Chapter Eight: Ressurection

Inside the tomb.

Movement.

It began as nothing more than a subtle shifting in the darkness, a change in the rank air that filled the buried structure, a stirring sense of motion that was more felt than seen, as if the air pressure had suddenly lowered.

Gradually as the moments passed the motion became more substantial until at last it could be seen with the naked eye, had anyone been watching.

A patch of darkness, darker than even the heavy gloom that filled the tomb’s every nook and cranny, detached itself from the shadows in one corner and drifted like a curtain of mist into the center of the chamber. It churned about in rich, lazy spirals, a bubbling, seething witch’s brew that whirled and spun about itself.

The mist became a haze; the haze became a fog, and still it writhed and rolled. With each revolution it slowly gathered substance from the darkness around it. When the cloud was several feet in diameter, it slowly wrapped the statue in its inky embrace.

The murk began to adhere itself to the finely wrought stone, slowly at first, and then faster, as the intelligence guiding it gradually awakened from a long sleep, its senses progressively becoming more in tune with physical reality.

The human blood shed earlier acted as a catalyst, providing the ingredients required for him to again assume a corporeal form. The dark union of forces that had sustained him for so long did the rest.

A light sparked about the statue, a tiny flash of crimson the size and shape of a cigarette ember, located somewhere near the center of the thing’s chest.
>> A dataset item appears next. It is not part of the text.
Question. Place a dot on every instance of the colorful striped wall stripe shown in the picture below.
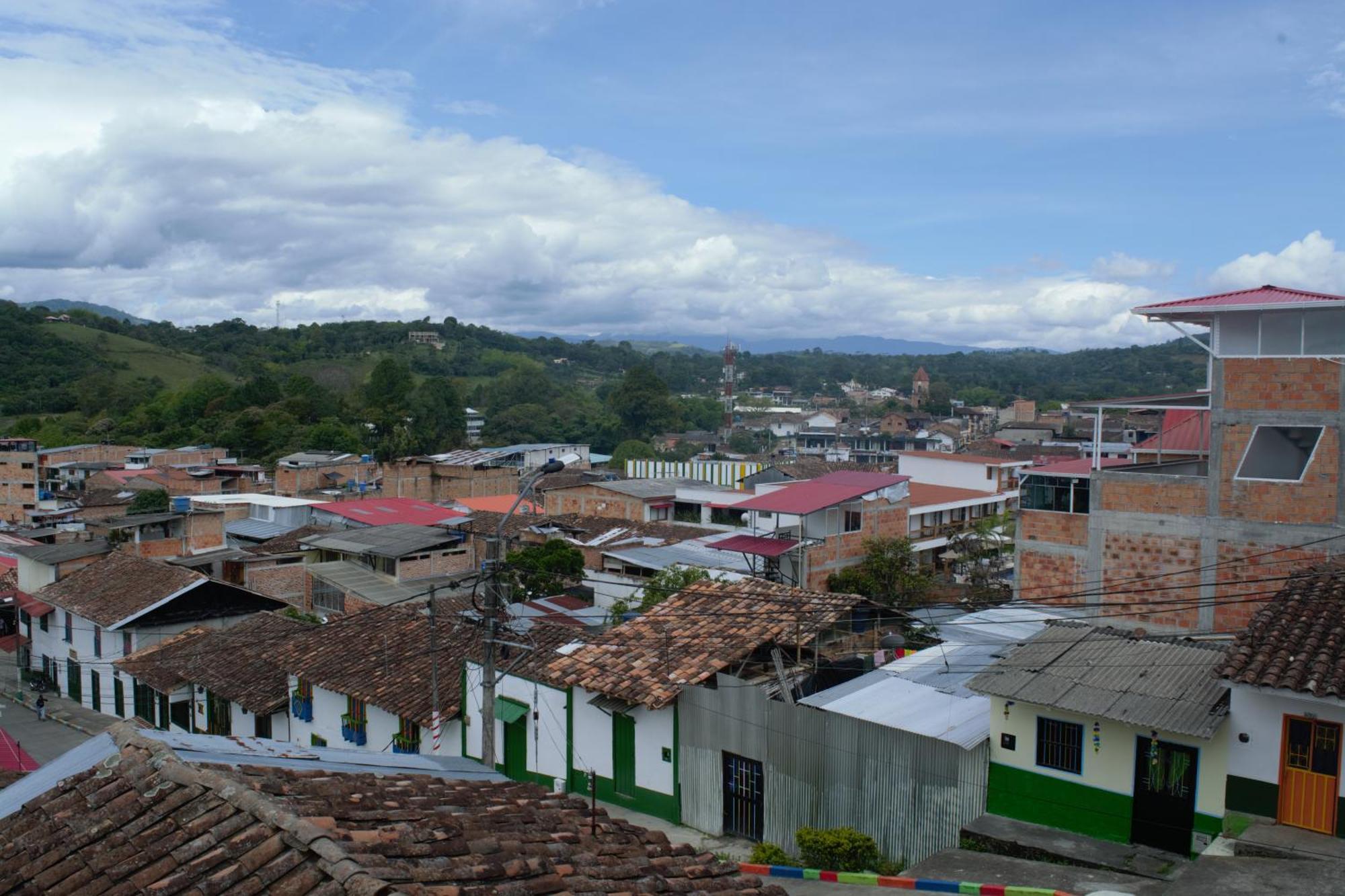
(923, 884)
With each pulsation it grew slowly brighter, bit-by-bit, until it reached the intensity of a carefully contained fire. There was no heat. The strange light seemed to give off an unnatural chill that wafted forth and turned the air inside the tomb several degrees colder than it had been moments before. The blood-red light flickered across the face of the statue, causing its teeth to gleam eerily in the glow.

The cloud pulsed and swelled as it coalesced about the figure, until it was a semi-solid mass of churning black, mated to the stone, covering every exposed inch of its surface.

The light flared suddenly brighter, so bright that it would have blinded anyone in the room in its gory red glow.

But no one was there, and so the change went on.

Unheeded.

Unhindered.

Unnoticed by all but the one who’d triggered it and the other who’d sought so desperately to prevent it.

A smell suddenly filled the air, a stench like the cloying reek of sulfur or rotten eggs. With it the light flared in a flash that lasted for several long moments.

When the light died down and the darkness returned, the beast that had been hidden for centuries stood in the center of the room where the statue had stood just moments before.

In the darkness, yellow eyes gleamed brightly.

The beast remained where he was for a moment or two, rejoicing in his newfound freedom. The rush of the stolen blood in his veins brought a rhythmic pounding to his ears, and after the ages of silence even that slight, internal sound was like thunder.

He reveled in it. He was alive.

The creature once known as Moloch walked towards the door, eager to escape the confines of the dank, stone structure where he’d been imprisoned. He moved with steady deliberation; the first steps slow and awkward, the joints in his knees and hips seemed rusted tight with disuse. After a few more steps the tissues began to remember and established the proper rhythm.

Where his movements had at first been disruptive, jerky, they now became fluid, composed and filled with a savage, feline grace. He walked the circumference of the room. Once, twice, three times, each step renewing his familiarity with physical motion and the laws that governed it.

As he walked he worked his arms, swinging them back and forth at the elbow and rotating them in their shoulder sockets, flexing the muscles of his biceps. He clenched and unclenched his fists.

Moloch opened and closed his jaw several times, snapping it shut to hear the sharp click of his teeth, force enough to crush bone to a pulp.

He delighted in the tension and release of the muscles in his back and legs. The sound of his claws scraping the rough stone underfoot sent a shiver of pleasure through his frame.

Moloch strode across the chamber. With a shove from one muscle-laden arm, he swung wide the door. It crashed against the outer wall with a loud metallic clang. He was barely aware of the sound, so entranced was he with the sight through the open door.

There, just steps away, lay freedom.

Sounds were assaulting him from all sides; the whisper of the wind, the trip-hammer of tiny hearts in the shrubbery.

He laughed, the sound welling up from the depths of his throat in manic glee and echoing into the night.

It was a sound that was less than human.

Lights gleamed off in the distance. Spying them, the beast’s thoughts turned to the terrible, gnawing hunger that had awakened deep inside. Too long he’d been locked inside that stone, imprisoned and left to die alone in the darkness. Too long he’d existed in that twilight between this world and the next, his life extended by the dark forces that had imprisoned him there.

Now he was free; free to act and to feed.

He extended his arms. The leathery wings that lay smoothly against the surface of his back extended with them, rustling in the breeze like the sound of a quickly snapped sheet. Bunching the muscles in his scaled legs, Moloch gave a powerful downward shove and cast his body upwards into the dark night.